Core product performance
Servos and Power Inverters: Shenzhen Inovance Technology remains the leader
Shenzhen Inovance Technology's market share in the servo system has increased to 31.4% (28.3% in 2024), and the market share of Power Inverters has reached 20.8%, both ranking first in the country, far exceeding foreign brands such as Mitsubishi and Siemens. With policy stimulation and the demand for New energy equipment, the annual growth rates for the servo and Power Inverter markets have been adjusted upwards to 2.6% and 1.3% respectively for 2025.
PLC Market: Siemens dominates, domestic rate improves
The localization rate of small PLCs increased from 38.2% in 2023 to 41.0% in 2024, with Shenzhen Inovance Technology ranking fourth (6.7%). In the large PLC market, Siemens occupies a share of 45.2%, but domestic manufacturers are gradually breaking through with price-performance advantages, increasing the localization rate from 5.9% to 8.3%.
Recovery in segmented fields
The EU market demand has grown by 1.8%, contributing to increments in municipal facilities, petrochemicals, Electrical Utilities, and other Industries; in China, 3C and Metal Fabrication are the largest application fields for automation, continuing to benefit from intelligent transformation.
3. Breakthrough in core components: The domestic share of Rotate Vector (RV) Reducers surpasses 60% for the first time
As the 'heart' of industrial robots, the RV Reducer saw a domestic demand growth of 9.7% in 2024, significantly surpassing the 3.9% growth rate of industrial robot Ontology, and for the first time, the market share of domestic manufacturers broke through 60%, breaking the long-term monopoly of Japan's Nabtesco.

Zhejiang Shuanghuan Driveline leads the domestic breakthrough.
Zhejiang Shuanghuan Driveline holds a solid second place in the domestic market with a 25% market share (the first being Nabtesco at 33.8%), and has already entered the supply chains of the four major international robot manufacturers (FANUC, ABB, Yaskawa, KUKA). With cost advantages (domestic RV Reducer prices are only 60-70% of foreign brands) and technological iteration, it is expected that the domestic RV Reducer demand will grow at a compound annual growth rate of 10.4% from 2024 to 2028, with the domestic share likely to further increase to over 70%.
Technical differences and market division.

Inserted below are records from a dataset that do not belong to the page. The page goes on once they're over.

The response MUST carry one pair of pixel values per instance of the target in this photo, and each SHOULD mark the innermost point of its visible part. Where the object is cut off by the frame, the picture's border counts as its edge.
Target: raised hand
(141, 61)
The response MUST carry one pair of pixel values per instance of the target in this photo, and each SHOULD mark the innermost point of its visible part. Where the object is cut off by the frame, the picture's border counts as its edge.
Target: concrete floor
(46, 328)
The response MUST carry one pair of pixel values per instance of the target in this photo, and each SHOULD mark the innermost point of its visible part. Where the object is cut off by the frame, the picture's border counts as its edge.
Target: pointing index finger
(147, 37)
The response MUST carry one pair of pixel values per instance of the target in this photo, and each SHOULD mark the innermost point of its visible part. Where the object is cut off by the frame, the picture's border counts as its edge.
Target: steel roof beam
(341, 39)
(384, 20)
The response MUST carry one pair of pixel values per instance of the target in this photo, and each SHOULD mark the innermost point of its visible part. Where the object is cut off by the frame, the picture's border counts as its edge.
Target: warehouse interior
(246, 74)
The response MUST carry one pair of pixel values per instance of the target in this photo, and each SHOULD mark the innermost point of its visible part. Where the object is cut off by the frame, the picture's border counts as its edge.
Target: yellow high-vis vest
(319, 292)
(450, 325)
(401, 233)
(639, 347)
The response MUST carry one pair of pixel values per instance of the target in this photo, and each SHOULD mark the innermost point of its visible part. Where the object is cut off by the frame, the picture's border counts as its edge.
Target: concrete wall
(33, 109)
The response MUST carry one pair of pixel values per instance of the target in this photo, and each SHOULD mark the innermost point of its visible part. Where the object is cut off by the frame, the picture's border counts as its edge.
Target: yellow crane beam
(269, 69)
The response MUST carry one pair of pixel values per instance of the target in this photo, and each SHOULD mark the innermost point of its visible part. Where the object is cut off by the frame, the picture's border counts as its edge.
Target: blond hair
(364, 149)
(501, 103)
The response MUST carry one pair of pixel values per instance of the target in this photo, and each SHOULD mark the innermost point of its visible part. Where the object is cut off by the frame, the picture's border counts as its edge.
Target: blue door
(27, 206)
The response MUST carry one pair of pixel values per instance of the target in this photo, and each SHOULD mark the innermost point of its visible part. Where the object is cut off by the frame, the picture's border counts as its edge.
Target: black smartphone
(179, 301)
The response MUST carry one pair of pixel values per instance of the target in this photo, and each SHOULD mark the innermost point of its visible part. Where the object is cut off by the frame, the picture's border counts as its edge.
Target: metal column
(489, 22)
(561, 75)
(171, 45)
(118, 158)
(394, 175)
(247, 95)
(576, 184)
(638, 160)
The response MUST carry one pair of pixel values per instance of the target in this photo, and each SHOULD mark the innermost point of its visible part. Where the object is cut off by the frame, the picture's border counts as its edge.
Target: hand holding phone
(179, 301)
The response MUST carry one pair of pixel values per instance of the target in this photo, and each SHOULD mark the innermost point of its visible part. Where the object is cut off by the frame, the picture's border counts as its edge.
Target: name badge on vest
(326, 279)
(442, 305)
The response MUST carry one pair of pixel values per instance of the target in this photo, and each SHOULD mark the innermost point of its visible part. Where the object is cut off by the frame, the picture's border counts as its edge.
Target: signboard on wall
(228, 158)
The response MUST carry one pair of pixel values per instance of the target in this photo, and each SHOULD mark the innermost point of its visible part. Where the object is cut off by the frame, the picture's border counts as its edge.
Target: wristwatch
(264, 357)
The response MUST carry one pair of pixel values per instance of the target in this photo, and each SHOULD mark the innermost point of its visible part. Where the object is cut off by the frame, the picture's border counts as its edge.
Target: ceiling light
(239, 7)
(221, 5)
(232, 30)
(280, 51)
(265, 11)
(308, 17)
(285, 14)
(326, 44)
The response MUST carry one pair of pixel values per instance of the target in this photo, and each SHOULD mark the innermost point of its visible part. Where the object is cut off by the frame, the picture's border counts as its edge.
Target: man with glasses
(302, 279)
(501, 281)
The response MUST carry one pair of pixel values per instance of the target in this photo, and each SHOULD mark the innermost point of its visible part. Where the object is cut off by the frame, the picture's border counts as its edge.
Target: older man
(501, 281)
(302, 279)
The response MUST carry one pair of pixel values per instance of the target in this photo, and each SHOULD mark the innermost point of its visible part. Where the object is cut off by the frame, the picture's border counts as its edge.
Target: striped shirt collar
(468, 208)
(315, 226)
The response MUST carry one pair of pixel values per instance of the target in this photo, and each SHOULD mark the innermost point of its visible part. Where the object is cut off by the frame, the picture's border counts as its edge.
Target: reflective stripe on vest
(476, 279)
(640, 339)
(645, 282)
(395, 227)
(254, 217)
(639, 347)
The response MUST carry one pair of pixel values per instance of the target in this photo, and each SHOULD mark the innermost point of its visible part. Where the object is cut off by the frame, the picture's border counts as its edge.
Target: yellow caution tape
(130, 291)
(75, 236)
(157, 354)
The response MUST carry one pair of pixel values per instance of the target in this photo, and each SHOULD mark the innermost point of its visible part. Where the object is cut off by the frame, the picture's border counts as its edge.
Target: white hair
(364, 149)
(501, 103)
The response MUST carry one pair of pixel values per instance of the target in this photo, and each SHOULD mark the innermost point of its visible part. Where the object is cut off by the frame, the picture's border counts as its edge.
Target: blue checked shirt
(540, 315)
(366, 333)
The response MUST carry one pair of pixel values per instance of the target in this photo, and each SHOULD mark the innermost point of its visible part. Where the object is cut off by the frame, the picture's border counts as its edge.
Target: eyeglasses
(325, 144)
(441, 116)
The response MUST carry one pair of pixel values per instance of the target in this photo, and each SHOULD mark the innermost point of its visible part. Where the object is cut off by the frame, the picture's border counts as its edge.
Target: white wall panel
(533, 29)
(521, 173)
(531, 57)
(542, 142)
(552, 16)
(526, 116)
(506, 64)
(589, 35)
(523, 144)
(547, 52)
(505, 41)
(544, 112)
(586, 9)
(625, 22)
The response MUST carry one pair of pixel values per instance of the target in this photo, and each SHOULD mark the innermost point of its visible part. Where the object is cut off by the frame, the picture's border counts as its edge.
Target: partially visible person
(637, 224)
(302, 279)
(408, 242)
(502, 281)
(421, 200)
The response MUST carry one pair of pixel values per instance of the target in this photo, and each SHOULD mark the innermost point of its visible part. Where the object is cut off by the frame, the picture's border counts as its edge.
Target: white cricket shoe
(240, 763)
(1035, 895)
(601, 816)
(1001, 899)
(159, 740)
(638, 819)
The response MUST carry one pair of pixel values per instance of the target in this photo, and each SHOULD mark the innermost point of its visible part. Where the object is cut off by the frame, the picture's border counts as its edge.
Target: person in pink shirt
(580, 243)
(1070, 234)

RV Reducers dominate heavy-load robots (such as auto welding and handling) due to their high torque characteristics, while harmonic reducers have advantages in light-load scenarios (3C product assembly, Medical Devices). Domestic manufacturers are also accelerating breakthroughs in the harmonic reducer field, with companies like Leader Harmonious Drive Systems continuously increasing their market share.

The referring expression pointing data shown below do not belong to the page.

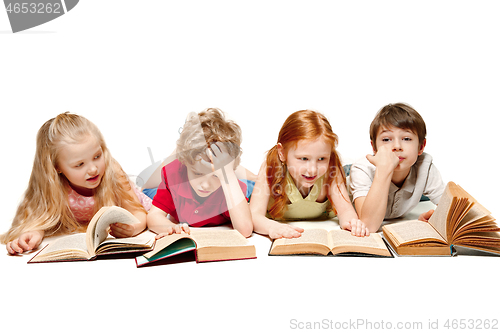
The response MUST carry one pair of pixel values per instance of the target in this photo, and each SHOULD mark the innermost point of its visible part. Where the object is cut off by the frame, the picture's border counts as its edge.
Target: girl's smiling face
(403, 143)
(83, 165)
(306, 162)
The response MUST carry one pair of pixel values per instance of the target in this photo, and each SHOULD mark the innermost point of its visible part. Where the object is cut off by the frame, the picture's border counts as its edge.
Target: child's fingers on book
(15, 247)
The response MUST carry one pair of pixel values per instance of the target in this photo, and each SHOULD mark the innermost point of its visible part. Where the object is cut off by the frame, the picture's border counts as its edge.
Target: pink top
(83, 207)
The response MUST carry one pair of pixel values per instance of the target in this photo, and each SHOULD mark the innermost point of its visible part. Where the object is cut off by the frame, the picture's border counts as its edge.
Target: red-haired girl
(302, 178)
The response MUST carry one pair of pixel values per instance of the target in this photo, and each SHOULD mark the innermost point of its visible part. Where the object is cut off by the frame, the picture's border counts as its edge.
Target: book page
(65, 248)
(166, 241)
(315, 236)
(477, 214)
(344, 238)
(413, 231)
(97, 230)
(217, 237)
(76, 241)
(440, 217)
(144, 240)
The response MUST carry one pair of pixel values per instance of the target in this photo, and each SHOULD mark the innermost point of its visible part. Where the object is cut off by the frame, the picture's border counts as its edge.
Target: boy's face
(402, 142)
(202, 179)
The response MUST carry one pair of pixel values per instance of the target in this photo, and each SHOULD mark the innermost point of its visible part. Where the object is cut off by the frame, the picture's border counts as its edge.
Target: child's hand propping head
(26, 242)
(384, 158)
(356, 226)
(220, 157)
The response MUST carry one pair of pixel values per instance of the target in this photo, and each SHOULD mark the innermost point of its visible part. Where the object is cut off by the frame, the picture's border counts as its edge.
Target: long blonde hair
(300, 125)
(45, 203)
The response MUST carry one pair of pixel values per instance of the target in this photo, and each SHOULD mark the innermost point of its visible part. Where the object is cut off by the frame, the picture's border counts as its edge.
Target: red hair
(301, 125)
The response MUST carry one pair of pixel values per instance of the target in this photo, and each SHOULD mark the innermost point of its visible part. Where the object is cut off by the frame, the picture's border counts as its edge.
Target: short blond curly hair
(202, 129)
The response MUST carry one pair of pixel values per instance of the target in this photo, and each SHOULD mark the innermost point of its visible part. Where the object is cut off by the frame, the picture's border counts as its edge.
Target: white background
(136, 68)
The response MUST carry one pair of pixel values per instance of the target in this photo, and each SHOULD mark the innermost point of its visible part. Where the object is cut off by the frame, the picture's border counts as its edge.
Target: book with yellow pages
(96, 241)
(336, 242)
(459, 225)
(207, 244)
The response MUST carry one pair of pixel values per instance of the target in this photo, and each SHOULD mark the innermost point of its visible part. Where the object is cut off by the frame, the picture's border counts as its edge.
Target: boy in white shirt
(391, 182)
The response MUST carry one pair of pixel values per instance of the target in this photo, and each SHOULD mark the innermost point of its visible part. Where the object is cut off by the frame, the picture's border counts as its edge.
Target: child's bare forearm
(372, 208)
(158, 221)
(239, 211)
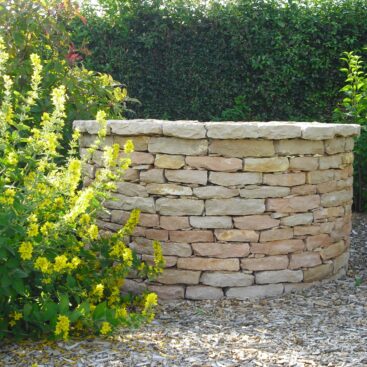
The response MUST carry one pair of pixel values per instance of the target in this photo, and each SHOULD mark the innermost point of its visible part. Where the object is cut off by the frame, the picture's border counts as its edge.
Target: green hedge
(186, 61)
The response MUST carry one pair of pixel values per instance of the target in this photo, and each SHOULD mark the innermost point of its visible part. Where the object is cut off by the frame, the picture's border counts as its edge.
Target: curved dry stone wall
(242, 209)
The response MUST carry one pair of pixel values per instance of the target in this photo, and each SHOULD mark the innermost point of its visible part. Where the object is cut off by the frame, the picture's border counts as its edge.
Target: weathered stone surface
(304, 260)
(168, 189)
(256, 291)
(211, 222)
(294, 204)
(184, 129)
(234, 206)
(333, 250)
(226, 279)
(203, 292)
(336, 198)
(299, 146)
(235, 179)
(274, 164)
(285, 179)
(262, 192)
(187, 176)
(242, 148)
(255, 222)
(203, 263)
(279, 276)
(276, 234)
(169, 161)
(175, 276)
(131, 189)
(174, 222)
(265, 263)
(215, 192)
(215, 163)
(178, 146)
(236, 235)
(317, 272)
(304, 163)
(152, 176)
(297, 219)
(191, 236)
(281, 247)
(221, 250)
(179, 207)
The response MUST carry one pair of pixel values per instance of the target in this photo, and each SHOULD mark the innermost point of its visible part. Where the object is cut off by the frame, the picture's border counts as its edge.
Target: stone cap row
(222, 130)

Conclusion: The domestic substitution is irreversible, seizing structural opportunities.
Currently, the industrial robot and automation industry presents a dual logic of 'demand recovery + domestic substitution'.

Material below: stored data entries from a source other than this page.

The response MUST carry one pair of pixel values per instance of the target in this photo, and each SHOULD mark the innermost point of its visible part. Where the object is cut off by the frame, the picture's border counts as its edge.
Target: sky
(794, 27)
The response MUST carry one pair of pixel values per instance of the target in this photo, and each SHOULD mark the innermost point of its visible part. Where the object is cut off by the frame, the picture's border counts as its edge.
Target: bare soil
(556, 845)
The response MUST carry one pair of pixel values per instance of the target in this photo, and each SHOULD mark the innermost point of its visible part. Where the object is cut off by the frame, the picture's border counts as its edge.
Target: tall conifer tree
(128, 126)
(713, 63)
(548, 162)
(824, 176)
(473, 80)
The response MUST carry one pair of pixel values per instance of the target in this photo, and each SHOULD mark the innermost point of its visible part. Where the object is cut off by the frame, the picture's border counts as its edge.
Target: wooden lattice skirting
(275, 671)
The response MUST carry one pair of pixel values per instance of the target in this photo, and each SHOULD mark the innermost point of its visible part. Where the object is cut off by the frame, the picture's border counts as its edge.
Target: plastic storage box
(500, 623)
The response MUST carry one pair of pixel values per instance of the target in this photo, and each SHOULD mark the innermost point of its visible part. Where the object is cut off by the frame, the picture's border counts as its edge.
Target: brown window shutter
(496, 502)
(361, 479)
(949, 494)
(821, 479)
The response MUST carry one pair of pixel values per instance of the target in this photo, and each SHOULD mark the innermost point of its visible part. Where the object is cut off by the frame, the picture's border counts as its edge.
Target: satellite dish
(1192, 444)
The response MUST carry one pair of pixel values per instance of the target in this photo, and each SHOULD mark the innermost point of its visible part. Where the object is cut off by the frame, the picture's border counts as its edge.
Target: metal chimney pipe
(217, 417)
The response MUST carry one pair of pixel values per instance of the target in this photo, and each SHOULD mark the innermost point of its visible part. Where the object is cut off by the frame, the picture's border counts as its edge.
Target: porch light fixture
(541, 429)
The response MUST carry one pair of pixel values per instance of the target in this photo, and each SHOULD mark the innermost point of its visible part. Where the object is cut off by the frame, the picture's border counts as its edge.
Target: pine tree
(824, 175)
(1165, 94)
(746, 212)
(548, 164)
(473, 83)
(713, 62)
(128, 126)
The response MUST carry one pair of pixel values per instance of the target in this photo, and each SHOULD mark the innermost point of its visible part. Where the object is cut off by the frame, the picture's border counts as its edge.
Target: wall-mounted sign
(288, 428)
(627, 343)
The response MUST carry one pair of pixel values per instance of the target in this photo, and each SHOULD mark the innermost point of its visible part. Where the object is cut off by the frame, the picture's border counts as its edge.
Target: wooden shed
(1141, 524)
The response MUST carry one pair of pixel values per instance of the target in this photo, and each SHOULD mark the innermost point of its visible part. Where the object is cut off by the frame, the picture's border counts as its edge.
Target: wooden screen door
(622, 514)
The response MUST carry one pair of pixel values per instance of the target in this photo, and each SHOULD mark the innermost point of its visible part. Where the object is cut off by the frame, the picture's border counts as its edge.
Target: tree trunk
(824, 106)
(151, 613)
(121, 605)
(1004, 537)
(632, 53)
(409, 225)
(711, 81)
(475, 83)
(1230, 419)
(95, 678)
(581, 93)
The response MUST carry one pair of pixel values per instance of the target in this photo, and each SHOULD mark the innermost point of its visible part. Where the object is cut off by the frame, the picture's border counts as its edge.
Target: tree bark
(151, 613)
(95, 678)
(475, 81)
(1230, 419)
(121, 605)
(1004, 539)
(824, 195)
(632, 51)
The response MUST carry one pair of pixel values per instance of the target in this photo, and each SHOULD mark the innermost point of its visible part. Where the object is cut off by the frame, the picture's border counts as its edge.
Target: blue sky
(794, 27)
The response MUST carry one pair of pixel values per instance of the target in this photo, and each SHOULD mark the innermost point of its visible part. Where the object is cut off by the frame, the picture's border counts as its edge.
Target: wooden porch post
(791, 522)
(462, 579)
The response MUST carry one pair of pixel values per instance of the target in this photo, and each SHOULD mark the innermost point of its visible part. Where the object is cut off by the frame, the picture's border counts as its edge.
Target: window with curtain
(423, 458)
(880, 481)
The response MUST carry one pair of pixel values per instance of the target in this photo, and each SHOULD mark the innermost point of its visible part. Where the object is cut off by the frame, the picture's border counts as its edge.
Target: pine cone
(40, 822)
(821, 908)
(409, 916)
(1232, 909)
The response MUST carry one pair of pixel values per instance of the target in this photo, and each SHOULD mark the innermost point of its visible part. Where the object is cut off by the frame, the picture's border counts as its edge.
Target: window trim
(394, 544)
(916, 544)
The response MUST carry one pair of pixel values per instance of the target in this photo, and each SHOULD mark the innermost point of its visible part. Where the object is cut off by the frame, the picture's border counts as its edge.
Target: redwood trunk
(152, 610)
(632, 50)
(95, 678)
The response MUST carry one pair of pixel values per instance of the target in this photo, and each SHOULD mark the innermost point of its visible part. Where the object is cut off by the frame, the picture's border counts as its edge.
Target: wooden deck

Short-term: The reversal of the inventory cycle and the recovery of capital expenditure in downstream manufacturing drive sales growth;
Long-term: Customized service capabilities, rapid delivery efficiency, and cost advantages drive domestic manufacturers from market share enhancement to technological leadership. Macquarie points out that Shenzhen Inovance Technology (a leader in industrial automation) and Zhejiang Shuanghuan Driveline (a core supplier of Rotate Vector (RV) Reducers) are expected to continue benefiting from industry recovery and domestic substitution trends, while collaborative robots and New energy Fund equipment will become the "new engines" for future growth in their respective segments.
Despite ongoing challenges (such as price competition and fluctuations in macro demand), the major trend of intelligent upgrading in China's manufacturing industry is irreversible. Domestic manufacturers are moving from "substitution" to "leadership," bringing long-term investment value to the upstream and downstream of the Industry Chain.
Risk warning: Downstream demand may fall short of expectations, technological research and development may be below expectations, and international trade environment may change.